Concernant le lien de causalité, le Tribunal fédéral précise qu'il existe, en présence d'une concertation avérée, une présomption réfragable que les entreprises concernées ont tenu compte des informations échangées pour déterminer leur comportement sur le marché. Ce principe s'applique d'autant plus lorsque la concertation a régulièrement lieu, et ce sur une longue période. A l'inverse, la similarité des comportements de concurrents peut constituer un indice d'une pratique concertée; toutefois, d'autres indices sont en principe nécessaires pour que l'on puisse conclure à l'existence d'une telle pratique. Avec ces deux allègements en matière de preuve concernant le lien de causalité, le Tribunal fédéral suit la jurisprudence de la CJUE.

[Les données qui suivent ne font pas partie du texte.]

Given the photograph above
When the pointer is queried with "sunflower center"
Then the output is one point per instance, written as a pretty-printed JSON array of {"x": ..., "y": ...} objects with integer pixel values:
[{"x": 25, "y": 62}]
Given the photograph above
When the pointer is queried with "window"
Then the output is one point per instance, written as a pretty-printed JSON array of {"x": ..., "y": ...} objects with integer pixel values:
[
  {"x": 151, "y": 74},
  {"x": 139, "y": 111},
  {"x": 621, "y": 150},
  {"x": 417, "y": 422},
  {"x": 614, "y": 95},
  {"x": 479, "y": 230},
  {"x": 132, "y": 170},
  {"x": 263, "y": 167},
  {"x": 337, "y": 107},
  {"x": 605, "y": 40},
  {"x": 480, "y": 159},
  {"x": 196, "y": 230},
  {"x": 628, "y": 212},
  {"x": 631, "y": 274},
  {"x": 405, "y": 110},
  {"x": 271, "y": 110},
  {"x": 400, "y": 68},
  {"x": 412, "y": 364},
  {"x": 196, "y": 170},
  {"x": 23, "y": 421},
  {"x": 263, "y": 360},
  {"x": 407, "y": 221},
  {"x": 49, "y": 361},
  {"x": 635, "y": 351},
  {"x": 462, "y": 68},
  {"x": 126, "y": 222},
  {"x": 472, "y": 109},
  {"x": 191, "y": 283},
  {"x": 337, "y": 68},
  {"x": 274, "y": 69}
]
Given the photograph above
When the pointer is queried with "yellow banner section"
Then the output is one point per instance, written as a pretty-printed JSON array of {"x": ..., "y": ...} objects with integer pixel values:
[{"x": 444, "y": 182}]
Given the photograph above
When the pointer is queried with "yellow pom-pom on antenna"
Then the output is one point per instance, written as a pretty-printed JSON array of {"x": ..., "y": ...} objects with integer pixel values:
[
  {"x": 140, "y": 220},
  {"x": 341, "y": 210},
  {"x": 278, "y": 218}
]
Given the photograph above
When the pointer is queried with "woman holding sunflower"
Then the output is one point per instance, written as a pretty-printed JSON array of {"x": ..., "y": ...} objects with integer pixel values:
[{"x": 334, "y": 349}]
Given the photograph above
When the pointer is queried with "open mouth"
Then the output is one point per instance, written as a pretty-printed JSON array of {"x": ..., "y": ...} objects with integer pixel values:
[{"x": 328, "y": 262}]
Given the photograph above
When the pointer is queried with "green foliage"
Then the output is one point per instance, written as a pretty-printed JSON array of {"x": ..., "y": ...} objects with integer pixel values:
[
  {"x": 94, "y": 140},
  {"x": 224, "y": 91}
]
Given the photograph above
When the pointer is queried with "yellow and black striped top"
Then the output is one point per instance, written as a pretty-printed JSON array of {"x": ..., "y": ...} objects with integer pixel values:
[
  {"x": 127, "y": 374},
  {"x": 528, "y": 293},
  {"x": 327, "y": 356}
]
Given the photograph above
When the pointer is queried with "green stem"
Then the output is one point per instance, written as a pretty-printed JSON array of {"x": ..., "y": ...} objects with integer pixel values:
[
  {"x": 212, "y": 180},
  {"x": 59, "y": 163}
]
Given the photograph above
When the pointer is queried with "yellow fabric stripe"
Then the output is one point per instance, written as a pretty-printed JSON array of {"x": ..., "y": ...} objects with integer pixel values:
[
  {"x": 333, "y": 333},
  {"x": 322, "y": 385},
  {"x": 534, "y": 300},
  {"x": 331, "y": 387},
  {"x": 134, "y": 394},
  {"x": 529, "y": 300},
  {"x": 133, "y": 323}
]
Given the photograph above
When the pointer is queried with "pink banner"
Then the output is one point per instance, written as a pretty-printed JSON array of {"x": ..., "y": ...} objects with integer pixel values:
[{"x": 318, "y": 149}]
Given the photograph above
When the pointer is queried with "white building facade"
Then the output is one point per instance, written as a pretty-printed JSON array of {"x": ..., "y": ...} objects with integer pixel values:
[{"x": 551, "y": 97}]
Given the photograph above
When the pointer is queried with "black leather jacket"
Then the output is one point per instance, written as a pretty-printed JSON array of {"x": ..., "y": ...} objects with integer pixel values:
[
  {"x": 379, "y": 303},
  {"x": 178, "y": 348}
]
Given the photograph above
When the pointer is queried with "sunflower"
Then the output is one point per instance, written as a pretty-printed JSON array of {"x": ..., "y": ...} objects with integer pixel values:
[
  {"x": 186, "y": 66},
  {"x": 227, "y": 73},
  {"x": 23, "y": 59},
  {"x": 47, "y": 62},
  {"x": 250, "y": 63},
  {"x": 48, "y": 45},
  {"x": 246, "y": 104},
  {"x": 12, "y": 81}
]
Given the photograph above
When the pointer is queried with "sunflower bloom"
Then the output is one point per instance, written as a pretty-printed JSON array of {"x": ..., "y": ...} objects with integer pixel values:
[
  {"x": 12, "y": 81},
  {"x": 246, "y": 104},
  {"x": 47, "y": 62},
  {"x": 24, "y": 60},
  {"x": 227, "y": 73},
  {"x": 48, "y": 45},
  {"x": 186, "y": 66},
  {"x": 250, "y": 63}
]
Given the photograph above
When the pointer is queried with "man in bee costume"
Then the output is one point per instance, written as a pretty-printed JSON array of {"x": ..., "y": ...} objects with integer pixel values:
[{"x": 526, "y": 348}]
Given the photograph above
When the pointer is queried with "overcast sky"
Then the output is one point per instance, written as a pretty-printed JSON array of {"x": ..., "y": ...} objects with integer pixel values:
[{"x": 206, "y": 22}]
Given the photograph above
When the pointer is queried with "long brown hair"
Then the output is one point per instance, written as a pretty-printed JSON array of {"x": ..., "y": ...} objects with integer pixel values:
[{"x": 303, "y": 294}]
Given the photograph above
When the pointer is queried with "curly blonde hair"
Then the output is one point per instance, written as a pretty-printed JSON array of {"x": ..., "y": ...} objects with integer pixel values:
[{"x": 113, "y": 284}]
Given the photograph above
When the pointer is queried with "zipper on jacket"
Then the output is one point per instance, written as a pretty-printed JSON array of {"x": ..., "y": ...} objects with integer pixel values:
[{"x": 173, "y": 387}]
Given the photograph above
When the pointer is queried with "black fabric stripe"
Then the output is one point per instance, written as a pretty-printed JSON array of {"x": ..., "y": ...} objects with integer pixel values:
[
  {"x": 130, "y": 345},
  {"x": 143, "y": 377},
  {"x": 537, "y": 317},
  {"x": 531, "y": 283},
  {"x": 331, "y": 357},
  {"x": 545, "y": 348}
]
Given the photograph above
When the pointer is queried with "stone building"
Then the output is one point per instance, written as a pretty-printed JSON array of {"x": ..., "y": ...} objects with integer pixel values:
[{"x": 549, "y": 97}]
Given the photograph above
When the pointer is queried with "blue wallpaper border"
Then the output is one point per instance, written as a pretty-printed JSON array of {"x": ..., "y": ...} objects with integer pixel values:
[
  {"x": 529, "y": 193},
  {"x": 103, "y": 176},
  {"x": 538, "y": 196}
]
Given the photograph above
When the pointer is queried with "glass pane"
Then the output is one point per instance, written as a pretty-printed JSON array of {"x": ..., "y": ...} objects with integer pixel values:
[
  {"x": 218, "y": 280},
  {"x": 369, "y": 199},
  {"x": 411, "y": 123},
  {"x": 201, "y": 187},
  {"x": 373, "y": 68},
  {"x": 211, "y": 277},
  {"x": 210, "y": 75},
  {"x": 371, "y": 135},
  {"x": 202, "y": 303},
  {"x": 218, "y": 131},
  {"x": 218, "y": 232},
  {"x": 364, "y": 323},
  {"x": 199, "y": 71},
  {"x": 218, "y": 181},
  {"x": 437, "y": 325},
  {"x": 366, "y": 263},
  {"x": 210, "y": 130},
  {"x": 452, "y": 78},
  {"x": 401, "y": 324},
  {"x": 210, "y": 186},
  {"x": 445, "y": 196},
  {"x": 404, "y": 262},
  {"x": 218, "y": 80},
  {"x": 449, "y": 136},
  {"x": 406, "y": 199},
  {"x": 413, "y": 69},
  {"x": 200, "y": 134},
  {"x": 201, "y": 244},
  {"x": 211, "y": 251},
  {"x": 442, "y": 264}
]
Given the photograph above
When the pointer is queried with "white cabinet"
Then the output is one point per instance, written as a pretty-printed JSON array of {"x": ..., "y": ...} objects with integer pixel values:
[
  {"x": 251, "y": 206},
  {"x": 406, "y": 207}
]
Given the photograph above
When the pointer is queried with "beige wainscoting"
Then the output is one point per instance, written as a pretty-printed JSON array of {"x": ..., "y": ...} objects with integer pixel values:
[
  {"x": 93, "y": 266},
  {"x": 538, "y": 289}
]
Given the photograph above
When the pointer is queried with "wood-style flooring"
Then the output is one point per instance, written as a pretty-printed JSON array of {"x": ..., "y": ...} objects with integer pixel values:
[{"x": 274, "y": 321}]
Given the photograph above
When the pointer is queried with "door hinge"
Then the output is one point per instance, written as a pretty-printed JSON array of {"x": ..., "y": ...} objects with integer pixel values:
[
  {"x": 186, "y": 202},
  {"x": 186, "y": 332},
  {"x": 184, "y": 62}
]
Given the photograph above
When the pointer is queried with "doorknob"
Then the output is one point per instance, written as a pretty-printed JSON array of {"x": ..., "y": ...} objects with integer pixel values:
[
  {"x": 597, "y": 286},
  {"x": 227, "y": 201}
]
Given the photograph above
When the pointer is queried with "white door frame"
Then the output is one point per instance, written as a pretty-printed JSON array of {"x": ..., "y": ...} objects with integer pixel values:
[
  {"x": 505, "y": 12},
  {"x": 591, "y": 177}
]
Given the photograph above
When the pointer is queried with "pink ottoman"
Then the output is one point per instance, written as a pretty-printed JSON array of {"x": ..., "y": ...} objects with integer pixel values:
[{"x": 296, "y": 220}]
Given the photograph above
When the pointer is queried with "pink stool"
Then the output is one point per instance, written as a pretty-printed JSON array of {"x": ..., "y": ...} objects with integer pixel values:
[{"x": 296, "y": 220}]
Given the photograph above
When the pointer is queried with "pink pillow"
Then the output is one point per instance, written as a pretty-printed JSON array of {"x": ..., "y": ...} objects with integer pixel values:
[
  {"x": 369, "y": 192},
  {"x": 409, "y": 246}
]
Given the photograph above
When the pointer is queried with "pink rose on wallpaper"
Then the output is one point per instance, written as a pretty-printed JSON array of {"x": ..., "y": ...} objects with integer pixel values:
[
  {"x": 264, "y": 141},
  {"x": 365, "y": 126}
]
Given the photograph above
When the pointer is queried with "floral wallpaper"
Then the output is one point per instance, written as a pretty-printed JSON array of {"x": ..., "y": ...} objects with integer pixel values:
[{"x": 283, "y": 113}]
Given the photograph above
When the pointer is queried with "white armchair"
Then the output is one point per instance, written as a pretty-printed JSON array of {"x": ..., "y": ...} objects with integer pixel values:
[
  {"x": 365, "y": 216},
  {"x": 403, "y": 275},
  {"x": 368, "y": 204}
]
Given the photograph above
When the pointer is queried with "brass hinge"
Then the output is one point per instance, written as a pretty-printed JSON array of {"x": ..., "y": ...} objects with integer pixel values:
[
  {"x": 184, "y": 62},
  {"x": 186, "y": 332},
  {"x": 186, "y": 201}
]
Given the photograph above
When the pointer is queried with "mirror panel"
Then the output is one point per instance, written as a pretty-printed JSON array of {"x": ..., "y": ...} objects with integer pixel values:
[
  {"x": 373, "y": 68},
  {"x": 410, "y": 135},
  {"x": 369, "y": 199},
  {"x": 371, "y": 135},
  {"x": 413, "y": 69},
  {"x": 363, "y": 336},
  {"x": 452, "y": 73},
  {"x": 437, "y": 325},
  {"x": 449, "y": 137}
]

Un accord sous la forme d'une pratique concertée ne constitue alors un accord en matière de concurrence au sens de l'art. 4 al. 1 LCart que lorsqu'il vise ou entraîne une restriction à la concurrence.
Le cas des recommandations de prix
Dans le présent arrêt, le Tribunal fédéral devait trancher si des recommandations de prix verticales pour du Viagra constituent une pratique concertée au sens de l'art. 4 al. 1 LCart. Il précise que le respect de la recommandation de prix ne suffit pas à lui seul à démontrer l'existence d'une pratique concertée, sans toutefois que l'existence de pression ou d'autres éléments supplémentaires au suivi des recommandations ne soient forcé- ment nécessaires. Une analyse globale doit être effectuée. L'interaction entre la concertation et sa mise en œuvre doit atteindre un certain niveau qualitatif pour que des recommandations de prix verticales constituent une pratique concertée. Enfin, le Tribunal fédéral précise dans ce contexte que le respect effectif des prix recommandés ne doit pas être soumis à des exigences trop élevées.
Dans le cas concret, le Tribunal fédéral affirme que l'envoi des recommandations de prix constitue une concertation. Le fabricant et les points de vente ont communiqué de façon intensive, ce qui a permis à tout le moins de réduire les incertitudes quant aux réactions des autres acteurs du marché. Selon le Tribunal fédéral, le taux de suivi des points de vente dépassait 50%, ce qui suffit à reconnaître la mise en œuvre de la concertation, soit un comportement de marché correspondant à ladite concertation. Le Tribunal fédéral conclut ainsi à l'existence d'un lien de causalité entre la concertation et le comportement de marché. Ce faisant, il se fonde en particulier sur les exigences de preuve allégées en présence d'une concertation avérée et sur la similarité des comportements des participants au marché comme indice d'une pratique concertée. Enfin, les recommandations de prix viseraient et entraineraient une restriction à la concurrence. Ainsi, le Tribunal fédéral diverge de l'autorité précédente et conclut que les recommandations de prix verticales constituent une pratique concertée au sens de l'art. 4 al. 1 LCart, dont la licéité doit être analysée dans un second temps sous l'angle de l'art. 5 LCart.